Delirious December Gives Way to Jittery January As Congress Passes Another Temporary Spending Bill

Mitch McConnell not looking exactly full of holiday cheer as the Senate manages temporarily to avoid a government shutdown. Photo: Alex Wong/Getty Images

A good 24 hours before the federal government would have otherwise shut down, the Senate passed a temporary spending bill put together by the House earlier in the day and kicked many controversial cans down the road one more time until January 19, 2018.

This was the second stopgap spending bill since last year’s appropriations expired at the end of September. It’s very likely the last, since the arguments over defense and non-defense spending levels, immigration policy, disaster-recovery funding, and health care, among other items, cannot be left unresolved perpetually. And the longer these arguments drag on, the more likely they will get entangled with a must-pass debt-limit increase and election-year posturing.

For the moment, the latest stopgap bill bought off defense hawks with a waiver of spending caps and a $4 billion down payment on increased defense spending; addressed the needs of House members from states hit by hurricanes and wildfires (though the Senate only promised to act on disaster money later); provided a short-term extension of the federal government’s warrantless surveillance program; and tossed some money at the CHIP program to keep states from interrupting health-insurance coverage for kids. The House conservatives who might have upset the apple cart mostly stayed onboard so as to avoid spoiling today’s celebratory signing of the GOP tax bill at the White House.

Meanwhile, Senate Democrats made a lot of noise about the absence of legislation regularizing the status of Dreamers, but 17 of them joined with all but two Republicans to rubber-stamp the stopgap spending bill when it arrived from the House. With the temporary delay in the implementation of Trump’s executive order canceling Obama’s DACA program for Dreamers due to run out in March, congressional Democrats will probably have to draw a line in the sand on that issue when spending negotiations resume in January.

Also left in the congressional rush to go home for Christmas were the two health-care bills aimed at stabilizing Obamacare that Mitch McConnell promised Susan Collins in exchange for her support for the GOP tax bill; she chose to let him off the hook for breaking this promise, but the debt will definitively come due in January, despite House conservative opposition to doing anything to make Obamacare work better.
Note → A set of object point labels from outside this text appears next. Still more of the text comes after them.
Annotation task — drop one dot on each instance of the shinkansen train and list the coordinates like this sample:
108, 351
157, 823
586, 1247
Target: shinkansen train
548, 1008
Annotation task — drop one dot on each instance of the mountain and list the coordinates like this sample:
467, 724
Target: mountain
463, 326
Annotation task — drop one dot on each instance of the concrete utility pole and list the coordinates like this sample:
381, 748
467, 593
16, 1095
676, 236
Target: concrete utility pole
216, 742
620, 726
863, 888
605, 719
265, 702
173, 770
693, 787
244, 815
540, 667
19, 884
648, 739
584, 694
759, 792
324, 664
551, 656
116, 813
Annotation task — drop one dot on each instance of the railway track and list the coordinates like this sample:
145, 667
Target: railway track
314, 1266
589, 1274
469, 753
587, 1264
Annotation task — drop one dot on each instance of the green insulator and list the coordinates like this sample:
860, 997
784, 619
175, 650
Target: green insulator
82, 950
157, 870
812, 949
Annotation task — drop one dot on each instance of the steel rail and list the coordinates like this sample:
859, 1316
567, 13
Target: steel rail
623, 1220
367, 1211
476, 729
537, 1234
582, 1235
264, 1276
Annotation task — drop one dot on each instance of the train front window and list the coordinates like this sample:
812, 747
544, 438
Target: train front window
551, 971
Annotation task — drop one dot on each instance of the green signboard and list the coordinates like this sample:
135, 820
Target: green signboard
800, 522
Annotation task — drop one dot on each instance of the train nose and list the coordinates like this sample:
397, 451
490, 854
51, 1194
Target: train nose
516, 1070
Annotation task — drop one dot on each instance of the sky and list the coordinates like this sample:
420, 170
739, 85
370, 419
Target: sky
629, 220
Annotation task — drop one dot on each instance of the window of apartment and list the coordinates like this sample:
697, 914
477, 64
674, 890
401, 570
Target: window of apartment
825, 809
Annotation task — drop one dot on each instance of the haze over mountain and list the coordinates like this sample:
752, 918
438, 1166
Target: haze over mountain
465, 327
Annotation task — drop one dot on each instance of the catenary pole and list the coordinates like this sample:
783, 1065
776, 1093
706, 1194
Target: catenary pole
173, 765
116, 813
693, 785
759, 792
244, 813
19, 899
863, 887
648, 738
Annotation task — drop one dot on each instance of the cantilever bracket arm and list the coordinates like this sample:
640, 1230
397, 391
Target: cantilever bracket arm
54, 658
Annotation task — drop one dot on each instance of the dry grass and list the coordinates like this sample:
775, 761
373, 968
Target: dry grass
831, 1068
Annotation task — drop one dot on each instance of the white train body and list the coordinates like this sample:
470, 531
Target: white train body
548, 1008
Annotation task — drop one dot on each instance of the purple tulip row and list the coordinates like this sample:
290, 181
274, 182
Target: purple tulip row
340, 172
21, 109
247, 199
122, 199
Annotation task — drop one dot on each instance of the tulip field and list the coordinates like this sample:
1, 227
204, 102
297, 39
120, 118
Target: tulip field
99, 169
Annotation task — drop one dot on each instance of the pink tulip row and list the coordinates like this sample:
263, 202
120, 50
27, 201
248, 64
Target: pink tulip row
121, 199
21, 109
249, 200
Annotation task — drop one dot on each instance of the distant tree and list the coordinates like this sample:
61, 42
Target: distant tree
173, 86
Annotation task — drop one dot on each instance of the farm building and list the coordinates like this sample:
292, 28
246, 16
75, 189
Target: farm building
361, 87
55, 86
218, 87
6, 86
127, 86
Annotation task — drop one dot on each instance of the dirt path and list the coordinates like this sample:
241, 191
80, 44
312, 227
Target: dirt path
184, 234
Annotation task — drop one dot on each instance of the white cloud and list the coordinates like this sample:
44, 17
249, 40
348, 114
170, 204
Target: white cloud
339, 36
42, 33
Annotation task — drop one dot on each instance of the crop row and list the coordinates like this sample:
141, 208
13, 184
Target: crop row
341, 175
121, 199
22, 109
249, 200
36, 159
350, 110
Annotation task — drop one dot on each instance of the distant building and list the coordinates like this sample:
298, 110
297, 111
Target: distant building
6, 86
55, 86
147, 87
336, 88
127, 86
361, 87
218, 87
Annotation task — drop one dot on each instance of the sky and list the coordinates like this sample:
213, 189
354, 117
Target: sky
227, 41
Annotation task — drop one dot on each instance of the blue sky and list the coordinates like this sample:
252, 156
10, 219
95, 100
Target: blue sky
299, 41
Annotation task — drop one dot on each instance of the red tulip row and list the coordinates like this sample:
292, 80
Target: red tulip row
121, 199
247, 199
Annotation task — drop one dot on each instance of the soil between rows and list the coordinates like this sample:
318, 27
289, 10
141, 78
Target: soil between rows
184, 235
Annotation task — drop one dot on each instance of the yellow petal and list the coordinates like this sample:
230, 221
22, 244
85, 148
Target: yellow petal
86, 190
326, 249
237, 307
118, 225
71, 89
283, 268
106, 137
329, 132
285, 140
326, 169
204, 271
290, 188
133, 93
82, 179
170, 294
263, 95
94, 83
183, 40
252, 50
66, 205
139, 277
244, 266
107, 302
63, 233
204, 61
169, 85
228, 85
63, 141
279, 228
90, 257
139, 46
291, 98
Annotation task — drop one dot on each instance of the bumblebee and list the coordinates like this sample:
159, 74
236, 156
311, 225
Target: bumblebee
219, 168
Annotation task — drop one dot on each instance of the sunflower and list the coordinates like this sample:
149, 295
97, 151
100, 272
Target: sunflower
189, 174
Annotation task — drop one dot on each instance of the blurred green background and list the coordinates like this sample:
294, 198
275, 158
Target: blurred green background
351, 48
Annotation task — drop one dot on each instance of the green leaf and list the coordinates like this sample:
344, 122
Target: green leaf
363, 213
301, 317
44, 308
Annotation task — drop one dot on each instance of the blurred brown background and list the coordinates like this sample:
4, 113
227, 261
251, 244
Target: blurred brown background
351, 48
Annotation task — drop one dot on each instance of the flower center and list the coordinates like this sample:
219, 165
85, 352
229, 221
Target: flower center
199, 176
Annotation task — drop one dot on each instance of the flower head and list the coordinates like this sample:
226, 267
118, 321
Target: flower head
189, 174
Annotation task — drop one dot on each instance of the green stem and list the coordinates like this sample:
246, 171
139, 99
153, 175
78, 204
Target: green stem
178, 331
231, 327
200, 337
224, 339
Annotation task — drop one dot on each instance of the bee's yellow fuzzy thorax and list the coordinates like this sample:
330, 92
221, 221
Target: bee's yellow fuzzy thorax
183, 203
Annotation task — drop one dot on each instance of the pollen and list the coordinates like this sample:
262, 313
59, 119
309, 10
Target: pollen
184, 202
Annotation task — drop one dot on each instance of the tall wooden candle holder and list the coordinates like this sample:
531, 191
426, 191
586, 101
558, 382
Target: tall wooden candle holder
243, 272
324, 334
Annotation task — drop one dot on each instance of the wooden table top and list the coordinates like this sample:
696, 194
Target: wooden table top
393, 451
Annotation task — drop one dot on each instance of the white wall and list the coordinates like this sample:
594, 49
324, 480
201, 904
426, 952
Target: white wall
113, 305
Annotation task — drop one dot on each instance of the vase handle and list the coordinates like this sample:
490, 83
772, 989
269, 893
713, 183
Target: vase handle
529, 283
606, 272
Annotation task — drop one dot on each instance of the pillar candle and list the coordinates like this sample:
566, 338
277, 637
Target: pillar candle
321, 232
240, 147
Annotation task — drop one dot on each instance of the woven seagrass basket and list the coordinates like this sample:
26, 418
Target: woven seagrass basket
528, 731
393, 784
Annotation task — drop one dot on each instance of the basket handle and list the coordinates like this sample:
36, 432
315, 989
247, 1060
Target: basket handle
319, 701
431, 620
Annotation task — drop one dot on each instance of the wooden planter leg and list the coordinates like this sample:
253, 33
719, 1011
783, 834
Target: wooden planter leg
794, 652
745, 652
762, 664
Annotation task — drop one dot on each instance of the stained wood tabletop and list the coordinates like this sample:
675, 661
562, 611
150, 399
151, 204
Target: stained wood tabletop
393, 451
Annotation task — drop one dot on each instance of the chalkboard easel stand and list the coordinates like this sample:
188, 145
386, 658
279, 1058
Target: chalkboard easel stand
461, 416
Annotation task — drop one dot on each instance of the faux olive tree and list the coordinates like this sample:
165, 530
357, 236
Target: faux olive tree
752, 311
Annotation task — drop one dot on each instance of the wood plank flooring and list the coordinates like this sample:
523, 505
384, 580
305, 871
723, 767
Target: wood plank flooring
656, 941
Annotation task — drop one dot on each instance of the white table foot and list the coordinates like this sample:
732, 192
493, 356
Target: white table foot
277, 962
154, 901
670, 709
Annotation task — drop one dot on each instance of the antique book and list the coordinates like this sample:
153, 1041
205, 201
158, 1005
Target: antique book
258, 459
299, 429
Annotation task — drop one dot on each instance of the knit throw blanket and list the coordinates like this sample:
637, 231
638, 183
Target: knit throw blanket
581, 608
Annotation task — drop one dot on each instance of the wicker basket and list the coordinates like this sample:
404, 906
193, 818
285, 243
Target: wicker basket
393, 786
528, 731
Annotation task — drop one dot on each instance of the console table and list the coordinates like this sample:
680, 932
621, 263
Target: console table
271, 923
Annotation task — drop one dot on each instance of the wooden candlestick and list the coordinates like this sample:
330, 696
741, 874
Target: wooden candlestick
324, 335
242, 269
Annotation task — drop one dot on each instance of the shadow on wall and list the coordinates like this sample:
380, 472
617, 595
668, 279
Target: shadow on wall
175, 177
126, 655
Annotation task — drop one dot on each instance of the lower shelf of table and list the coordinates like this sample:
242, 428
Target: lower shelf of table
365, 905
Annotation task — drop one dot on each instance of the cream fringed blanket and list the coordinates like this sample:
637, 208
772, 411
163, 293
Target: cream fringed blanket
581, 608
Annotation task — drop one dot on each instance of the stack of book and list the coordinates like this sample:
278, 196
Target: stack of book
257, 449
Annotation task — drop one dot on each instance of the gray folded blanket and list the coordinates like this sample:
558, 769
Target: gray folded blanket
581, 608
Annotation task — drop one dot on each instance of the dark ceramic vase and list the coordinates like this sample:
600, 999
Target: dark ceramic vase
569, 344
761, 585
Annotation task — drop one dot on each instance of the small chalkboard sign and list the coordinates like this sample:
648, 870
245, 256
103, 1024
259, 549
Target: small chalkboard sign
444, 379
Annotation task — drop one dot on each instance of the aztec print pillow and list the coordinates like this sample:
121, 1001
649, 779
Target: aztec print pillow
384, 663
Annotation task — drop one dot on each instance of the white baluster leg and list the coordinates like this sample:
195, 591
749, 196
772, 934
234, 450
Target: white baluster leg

Speaking of debt: New “emergency” spending on defense and disaster relief and recovery that wasn’t budgeted for could mean that action to raise the government’s debt limit will have to occur sooner rather than later in 2018, as Politico notes:

All of this emergency spending … has raised questions about when the nation’s borrowing limit will need to be lifted. The United States government has stopped investing in certain vehicles because of Congress’s inaction in raising the debt limit. The government is using extraordinary measures to avoid default. Expect a fight here, because Republicans will want spending cuts — most likely — after a summer and fall filled with spending.

A fight here and a fight there, with midterm elections rapidly approaching and Republicans not having the power to overcome a determined Democratic Senate minority deploying the filibuster (a minority soon to be augmented by new Democratic senator Doug Jones): It’s a recipe for a messy and contentious January with no leeway to kick many cans further down the road. Members of Congress had better enjoy their holiday break.